A man from west Cumbria suffered a fractured skull when he was attacked with a bottle.

Steven Trainor managed to chase the man who hit him, despite losing a large amount of blood.

And a couple who saw him stopped their car and gave him a lift to his attacker’s home.

Carlisle Crown Court heard they called an ambulance when, they realised how badly hurt he was.

Mr Trainor had to be transferred from the West Cumberland Hospital in Whitehaven to the Royal Victoria Infirmary in Newcastle, where his condition following bleeding on his brain caused by a minor depressed fracture to his skull gave “grave concern” to doctors in the high dependency unit.

He recovered well and suffered no permanent injury.

His attacker, Dean Stanley Donnelly, 23, was jailed for a total of 22 months when he pleaded guilty to charges of inflicting grievous bodily harm on Mr Trainor and using threatening or abusive words and behaviour in an incident involving one of Mr Trainor’s friends the previous night.

Prosecuting counsel Brendan Burke told the court the trouble started on October 26 when Donnelly, of Ellerbank, Harrington, Workington, got into a fight with one of Mr Trainor’s friends, who was walking home from the British Legion club after downing about 15 pints of beer.

The next day that man, along with Donnelly and Mr Trainor, was at a christening party at the British Legion club.

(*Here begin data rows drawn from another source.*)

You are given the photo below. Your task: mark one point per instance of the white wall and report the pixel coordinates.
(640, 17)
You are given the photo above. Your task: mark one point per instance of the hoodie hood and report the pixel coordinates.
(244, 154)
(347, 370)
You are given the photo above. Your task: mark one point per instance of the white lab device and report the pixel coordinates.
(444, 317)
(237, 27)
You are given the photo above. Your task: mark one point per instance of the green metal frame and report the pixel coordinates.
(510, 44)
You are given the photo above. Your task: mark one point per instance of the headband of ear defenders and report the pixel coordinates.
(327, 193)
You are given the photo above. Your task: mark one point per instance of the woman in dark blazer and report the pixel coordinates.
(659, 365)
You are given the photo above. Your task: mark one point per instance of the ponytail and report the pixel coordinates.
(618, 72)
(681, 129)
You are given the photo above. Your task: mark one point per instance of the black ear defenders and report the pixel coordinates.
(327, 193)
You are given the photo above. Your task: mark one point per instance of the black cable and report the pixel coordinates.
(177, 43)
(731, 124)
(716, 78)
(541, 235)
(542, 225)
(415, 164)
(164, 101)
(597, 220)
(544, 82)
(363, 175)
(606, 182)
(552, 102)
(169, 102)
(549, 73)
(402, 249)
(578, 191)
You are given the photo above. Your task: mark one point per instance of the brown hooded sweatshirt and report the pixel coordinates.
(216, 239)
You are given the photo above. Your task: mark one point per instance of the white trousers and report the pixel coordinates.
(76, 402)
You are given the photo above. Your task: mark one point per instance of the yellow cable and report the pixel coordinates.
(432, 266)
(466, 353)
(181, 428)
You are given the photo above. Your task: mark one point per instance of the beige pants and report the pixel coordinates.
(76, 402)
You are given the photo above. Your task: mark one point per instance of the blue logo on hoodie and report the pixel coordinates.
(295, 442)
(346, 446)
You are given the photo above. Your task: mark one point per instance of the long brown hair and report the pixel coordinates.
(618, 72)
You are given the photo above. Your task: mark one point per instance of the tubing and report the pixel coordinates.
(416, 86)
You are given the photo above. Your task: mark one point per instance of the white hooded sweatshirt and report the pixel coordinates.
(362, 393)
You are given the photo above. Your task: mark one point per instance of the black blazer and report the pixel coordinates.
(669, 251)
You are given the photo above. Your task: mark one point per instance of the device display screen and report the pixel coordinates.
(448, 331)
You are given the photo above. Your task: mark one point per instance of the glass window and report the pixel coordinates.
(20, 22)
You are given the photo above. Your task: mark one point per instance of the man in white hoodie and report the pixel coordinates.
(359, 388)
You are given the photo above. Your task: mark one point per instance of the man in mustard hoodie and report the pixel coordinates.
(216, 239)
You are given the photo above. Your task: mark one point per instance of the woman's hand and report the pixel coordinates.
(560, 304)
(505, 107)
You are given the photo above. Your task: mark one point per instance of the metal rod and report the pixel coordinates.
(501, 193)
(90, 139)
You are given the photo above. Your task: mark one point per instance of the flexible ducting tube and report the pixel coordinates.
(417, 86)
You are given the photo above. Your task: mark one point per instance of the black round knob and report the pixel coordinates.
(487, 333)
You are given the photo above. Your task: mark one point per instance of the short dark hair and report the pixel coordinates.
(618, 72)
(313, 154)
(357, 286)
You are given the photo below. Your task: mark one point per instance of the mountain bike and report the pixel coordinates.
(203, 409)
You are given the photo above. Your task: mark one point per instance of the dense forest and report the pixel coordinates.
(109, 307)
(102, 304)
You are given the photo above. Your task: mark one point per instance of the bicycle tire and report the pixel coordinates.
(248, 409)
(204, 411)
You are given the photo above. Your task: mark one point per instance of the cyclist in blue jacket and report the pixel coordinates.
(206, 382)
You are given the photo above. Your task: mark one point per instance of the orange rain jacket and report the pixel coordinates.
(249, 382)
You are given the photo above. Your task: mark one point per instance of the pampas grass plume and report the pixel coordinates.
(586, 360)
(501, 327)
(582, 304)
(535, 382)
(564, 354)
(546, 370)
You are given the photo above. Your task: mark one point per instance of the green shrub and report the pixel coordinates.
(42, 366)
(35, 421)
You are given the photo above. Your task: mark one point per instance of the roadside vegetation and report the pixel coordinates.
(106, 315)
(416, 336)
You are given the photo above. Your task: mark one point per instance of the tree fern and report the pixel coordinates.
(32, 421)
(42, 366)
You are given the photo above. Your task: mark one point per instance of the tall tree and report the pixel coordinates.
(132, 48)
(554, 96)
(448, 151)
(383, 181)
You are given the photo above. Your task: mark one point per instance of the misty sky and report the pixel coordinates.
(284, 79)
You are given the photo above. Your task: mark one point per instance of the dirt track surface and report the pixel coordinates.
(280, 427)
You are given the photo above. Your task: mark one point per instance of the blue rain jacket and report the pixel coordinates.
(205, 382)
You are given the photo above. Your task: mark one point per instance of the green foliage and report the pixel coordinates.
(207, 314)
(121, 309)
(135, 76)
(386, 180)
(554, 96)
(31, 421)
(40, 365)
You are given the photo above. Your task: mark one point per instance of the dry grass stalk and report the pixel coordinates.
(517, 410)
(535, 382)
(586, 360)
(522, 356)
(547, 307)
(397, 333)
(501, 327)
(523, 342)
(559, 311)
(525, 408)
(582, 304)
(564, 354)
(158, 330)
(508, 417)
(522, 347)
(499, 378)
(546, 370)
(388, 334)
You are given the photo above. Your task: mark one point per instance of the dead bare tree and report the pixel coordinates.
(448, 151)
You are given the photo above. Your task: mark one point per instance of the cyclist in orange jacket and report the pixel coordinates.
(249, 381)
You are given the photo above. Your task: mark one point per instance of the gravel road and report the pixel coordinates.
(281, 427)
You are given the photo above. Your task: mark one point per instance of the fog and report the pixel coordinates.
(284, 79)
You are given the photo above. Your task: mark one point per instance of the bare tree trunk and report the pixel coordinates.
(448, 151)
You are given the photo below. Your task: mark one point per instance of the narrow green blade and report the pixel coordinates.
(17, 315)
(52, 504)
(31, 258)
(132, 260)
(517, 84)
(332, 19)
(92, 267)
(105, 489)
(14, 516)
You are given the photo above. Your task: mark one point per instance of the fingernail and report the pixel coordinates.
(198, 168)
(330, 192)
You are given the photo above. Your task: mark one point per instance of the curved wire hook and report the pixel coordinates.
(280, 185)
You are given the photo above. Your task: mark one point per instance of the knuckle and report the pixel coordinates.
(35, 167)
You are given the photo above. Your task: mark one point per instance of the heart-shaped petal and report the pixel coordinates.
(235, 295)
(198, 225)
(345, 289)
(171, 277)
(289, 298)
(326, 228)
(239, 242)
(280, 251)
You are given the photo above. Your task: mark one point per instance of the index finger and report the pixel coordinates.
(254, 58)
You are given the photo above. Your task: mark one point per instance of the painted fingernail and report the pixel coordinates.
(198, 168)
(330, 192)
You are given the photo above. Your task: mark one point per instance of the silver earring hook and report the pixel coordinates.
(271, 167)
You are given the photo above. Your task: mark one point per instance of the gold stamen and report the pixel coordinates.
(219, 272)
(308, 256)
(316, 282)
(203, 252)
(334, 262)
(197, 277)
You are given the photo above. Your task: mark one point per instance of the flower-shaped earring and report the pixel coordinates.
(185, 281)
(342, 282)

By then all Mr Trainor’s friends had heard about the incident the previous evening, and as a result there was a hostile attitude towards Donnelly, he said.

On top of that, Mr Burke said, Donnelly was being “generally obnoxious and making something of a nuisance of himself”.

When he met Mr Trainor, who was having a smoke outside, he hit him with a bottle, claiming afterwards that it was “a pre-emptive strike” to defend himself against a blow he thought the other man was going to aim at him.

After delivering the blow, the court heard, Donnelly ran home.

Mr Trainor tried to chase him but was slowed down by the amount of blood he was losing.

The couple who stopped to help him realised he needed professional medical attention and called an ambulance.